Introduction to the WISEST (Which Systematic Evidence Synthesis is best) Project: Developing an automated clinical decision-support algorithm to choose amongst systematic review(s) on the same topic

Article type
Authors
Lunny C1, Veroniki AA1, Shea B2, Hutton B2, Hamel C3, Pieper D4, Bagheri E5, Reid E6, Zhang JH7, Watt J8, Lavis J9, Downie L10, Tunis M11, Dobbins M12, Ferri N13, Kanjii S2, Whitelaw S14, Strauss S15, Chi Y16, Stevens A17, Pilic A18, Harder T18, Pham B8, Dormuth C19, Bassett K19, Baxter D11, Wright J20, McFarlane J21, Waddell L11, Moja L22, Mittmann N23, Lorenz R24, Iyer S25, Minogue V26, Zarin W27, Gerrish S28, Bryan S29, Tricco AC8
1Knowledge Translation Program, St Michael's Hospital, Unity Health Toronto
2Ottawa Hospital Research Institute
3Canadian Association of Radiologists
4Institute for Health Services and Health Systems Research, Center for Health Services Research, Brandenburg Medical School
5Department of Electrical and Computer Engineering, Toronto Metropolitan University (TMU)
6Nova Scotia Health
7The University of British Columbia
8Knowledge Translation Program, Li Ka Shing Knowledge Institute, St. Michael’s Hospital, Unity Health Toronto
9McMasterPlus, McMaster University
10CrowdCARE, University of Melbourne
11Public Health Agency of Canada
12National Collaborating Centre for Methods and Tools & Health Evidence
13Università di Bologna
14McGill University
15University of Toronto
16Beijing Yealth Technology
17National Advisory Committee on Immunization (NACI)
18Robert Koch Institute
19Therapeutics Initiative, The University of British Columbia (UBC)
20Cochrane Hypertension Group, The University of British Columbia
21British Columbia Ministry of Health
22World Health Organisation
23Canadian Agency for Drugs and Technology in Health
24The Federal Joint Committee (G-BA)
25Agency for Healthcare Research and Quality (AHRQ)
26Cochrane Consumer Network
27SPOR Evidence Alliance
28SFU
29BC Support Unit
Abstract
Background: Knowledge users (KUs) need the highest-quality studies to make decisions about which interventions and policies should be used. The most reliable way to answer questions is with a systematic review (SR). AMSTAR and ROBIS tools are used to assess quality/bias in SRs. However, no automated tool currently exists to assess the quality/biases in SRs (Figure 1).
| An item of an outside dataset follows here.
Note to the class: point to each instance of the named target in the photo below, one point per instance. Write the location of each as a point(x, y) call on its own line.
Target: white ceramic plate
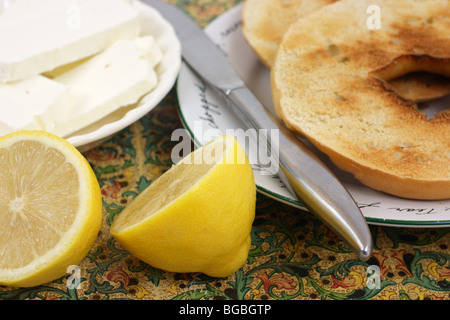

Objectives: (1) Develop a set of features to extract from SRs related to quality/bias; (2) develop a labelled dataset of 10,000 SRs; and (3) test, train and validate models and compare their accuracy.

Methods: A structure was proposed by the international steering group, and features were collected using a methods review and a survey. We used the results of a previous study comparing the tools which mapped an item’s concept across the three tools. A core team reviewed them and determined their feasibility in being automatically identifiable and predictable by our model (rather than through a manual process). A flowchart of activities is proposed (Figure 2). Five organisations with databases of preappraised SRs will supply the SRs. Duplicates will be removed and topics will be mapped. If topic fields, settings or conditions are missing, we will fill these gaps with a search for SRs. We will use ML Random Forests and DL Neural Network classification models such as Facebook’s StarSpace and Fasttext. We will use a ‘supervised’ learning model which learns by making predictions given examples of data.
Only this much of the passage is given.